LUXEMBOURG (Reuters) – Germany and France urged their European Union partners on Monday to consider imposing sanctions on Russians suspected of poisoning Kremlin critic Alexei Navalny with a nerve agent.
Berlin and Paris say they have not had a credible explanation from Moscow for what the Organisation for the Prohibition of Chemical Weapons (OPCW) said was the presence of the banned Soviet-era nerve agent Novichok in his body.
“This (violation of the chemical convention) cannot remain without consequences,” German Foreign Minister Heiko Maas told reporters as he arrived at a meeting of EU foreign ministers in Luxembourg.
Western governments and NATO have said Russia, which has denied accusations by Navalny that it was involved in poisoning him in August, must help in investigations or face consequences.
Navalny fell ill on a flight in Siberia on Aug. 20, and was subsequently airlifted to Berlin for treatment.
“France and Germany propose imposing sanctions on certain people that caught our eye in this respect,” Maas said, without giving details.
Diplomats say the two countries plan to propose sanctions on several Russian GRU military intelligence officials.

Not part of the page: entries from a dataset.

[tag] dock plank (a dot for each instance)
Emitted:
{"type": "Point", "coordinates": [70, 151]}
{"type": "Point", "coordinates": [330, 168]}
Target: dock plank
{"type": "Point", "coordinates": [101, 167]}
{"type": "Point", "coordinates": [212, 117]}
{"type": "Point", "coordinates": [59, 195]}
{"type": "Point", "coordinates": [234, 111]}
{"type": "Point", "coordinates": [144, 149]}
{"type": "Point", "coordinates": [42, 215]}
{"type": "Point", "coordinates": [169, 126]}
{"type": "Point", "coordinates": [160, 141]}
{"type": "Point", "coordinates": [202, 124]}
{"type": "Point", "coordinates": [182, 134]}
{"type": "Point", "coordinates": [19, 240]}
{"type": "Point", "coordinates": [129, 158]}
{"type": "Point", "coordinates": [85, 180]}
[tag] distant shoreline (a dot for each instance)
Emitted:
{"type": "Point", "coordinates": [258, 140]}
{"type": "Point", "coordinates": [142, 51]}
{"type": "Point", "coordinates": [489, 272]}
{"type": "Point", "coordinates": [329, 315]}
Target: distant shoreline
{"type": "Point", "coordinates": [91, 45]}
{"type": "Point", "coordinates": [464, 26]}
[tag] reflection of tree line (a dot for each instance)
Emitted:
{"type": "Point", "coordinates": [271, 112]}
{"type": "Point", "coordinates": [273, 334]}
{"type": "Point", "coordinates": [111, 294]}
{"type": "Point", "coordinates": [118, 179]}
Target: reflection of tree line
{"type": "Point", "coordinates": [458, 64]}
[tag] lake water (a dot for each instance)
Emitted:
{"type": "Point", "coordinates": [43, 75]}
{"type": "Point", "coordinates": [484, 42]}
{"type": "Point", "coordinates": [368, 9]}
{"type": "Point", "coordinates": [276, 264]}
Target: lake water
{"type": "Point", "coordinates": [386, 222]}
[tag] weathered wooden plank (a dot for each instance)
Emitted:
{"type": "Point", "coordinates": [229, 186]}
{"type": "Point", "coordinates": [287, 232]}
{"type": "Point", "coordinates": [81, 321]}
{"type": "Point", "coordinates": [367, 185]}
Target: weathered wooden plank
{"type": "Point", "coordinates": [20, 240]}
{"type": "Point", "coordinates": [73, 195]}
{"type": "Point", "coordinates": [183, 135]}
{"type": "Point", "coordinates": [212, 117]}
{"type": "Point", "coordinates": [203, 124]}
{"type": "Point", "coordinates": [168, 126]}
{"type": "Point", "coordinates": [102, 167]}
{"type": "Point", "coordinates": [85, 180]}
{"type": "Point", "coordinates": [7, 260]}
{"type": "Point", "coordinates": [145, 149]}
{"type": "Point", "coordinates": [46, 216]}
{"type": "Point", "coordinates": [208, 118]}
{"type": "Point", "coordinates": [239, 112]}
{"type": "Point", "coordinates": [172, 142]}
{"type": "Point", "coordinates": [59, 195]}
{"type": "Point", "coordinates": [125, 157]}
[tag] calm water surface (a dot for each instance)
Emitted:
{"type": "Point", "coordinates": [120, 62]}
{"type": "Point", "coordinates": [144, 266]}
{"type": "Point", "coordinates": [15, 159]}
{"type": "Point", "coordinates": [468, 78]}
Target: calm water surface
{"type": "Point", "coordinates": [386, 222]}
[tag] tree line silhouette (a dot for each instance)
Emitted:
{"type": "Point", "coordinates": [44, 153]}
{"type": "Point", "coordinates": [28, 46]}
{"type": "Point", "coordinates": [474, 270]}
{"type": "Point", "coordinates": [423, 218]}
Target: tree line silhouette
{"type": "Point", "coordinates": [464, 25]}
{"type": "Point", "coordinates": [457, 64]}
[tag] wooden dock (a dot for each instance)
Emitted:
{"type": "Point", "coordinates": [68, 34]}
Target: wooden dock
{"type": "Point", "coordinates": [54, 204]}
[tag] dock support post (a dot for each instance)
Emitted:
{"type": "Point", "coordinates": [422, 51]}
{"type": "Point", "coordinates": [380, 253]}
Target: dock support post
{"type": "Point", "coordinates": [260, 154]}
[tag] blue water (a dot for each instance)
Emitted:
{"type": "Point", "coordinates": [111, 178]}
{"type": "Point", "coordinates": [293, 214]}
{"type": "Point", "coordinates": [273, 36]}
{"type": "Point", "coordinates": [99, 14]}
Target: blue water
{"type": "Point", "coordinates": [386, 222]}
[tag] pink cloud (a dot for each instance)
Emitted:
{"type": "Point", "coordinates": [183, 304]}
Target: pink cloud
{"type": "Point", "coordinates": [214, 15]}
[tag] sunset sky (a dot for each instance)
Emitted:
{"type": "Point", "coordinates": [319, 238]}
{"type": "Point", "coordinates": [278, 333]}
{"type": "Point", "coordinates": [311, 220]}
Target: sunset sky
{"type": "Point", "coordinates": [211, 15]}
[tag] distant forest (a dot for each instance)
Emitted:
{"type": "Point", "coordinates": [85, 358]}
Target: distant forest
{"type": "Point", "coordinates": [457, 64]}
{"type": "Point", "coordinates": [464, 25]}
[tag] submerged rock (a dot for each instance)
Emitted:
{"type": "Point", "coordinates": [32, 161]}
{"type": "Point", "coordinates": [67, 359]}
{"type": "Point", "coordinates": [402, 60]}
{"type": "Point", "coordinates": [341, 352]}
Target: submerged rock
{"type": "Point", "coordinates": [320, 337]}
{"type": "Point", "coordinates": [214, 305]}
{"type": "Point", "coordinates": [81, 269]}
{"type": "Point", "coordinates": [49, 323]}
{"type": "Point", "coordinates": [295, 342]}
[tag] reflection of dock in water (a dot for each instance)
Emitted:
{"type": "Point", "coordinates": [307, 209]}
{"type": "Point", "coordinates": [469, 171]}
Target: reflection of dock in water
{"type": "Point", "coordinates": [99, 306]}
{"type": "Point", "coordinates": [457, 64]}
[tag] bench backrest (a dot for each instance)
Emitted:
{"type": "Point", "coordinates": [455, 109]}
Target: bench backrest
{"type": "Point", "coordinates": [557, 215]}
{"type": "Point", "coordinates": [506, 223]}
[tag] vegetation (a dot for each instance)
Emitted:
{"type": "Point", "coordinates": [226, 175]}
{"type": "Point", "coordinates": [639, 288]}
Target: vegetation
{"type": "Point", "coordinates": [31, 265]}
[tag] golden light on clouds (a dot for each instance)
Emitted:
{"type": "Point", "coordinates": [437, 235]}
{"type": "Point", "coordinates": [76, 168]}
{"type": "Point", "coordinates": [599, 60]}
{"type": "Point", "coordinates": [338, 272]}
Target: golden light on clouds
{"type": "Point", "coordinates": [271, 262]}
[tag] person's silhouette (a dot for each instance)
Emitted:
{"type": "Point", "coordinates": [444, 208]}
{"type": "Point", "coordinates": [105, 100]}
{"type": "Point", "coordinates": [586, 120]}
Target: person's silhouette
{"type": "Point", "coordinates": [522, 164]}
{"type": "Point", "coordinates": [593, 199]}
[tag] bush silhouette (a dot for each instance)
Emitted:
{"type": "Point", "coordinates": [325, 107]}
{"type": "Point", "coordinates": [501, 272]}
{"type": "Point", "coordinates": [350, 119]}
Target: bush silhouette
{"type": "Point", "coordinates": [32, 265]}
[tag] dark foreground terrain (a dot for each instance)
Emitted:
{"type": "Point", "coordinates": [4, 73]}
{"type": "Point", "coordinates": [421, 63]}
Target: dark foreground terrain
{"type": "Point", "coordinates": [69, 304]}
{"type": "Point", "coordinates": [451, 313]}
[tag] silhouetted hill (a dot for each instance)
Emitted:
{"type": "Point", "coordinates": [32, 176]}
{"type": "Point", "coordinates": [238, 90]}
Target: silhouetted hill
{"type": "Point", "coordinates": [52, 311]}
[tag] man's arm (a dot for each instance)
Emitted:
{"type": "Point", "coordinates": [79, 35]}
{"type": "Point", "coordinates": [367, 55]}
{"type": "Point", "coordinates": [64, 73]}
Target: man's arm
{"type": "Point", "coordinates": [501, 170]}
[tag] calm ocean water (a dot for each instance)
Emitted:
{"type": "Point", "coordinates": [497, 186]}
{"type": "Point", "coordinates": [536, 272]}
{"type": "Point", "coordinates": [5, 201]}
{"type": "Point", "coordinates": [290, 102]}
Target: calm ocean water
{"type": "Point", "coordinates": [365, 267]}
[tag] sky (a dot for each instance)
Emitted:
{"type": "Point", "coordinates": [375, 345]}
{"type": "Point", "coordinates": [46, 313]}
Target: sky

The speed with which Europe’s two main powers have agreed to push ahead with sanctions suggested a hardening of the bloc’s diplomacy towards Moscow. It contrasts to 2018, when it took almost a year for the EU to agree sanctions against Russians following a nerve agent attack on a Russian spy in Britain.
Austria’s foreign minister, Alexander Schallenberg, whose country is one of Russia’s closest allies in the bloc, said there could not be a “return to business as usual” and that Moscow had failed to help clear up doubts about the poisoning.
Blood samples taken from Navalny confirmed the presence of a nerve agent from the banned Novichok family, the OPCW said last week.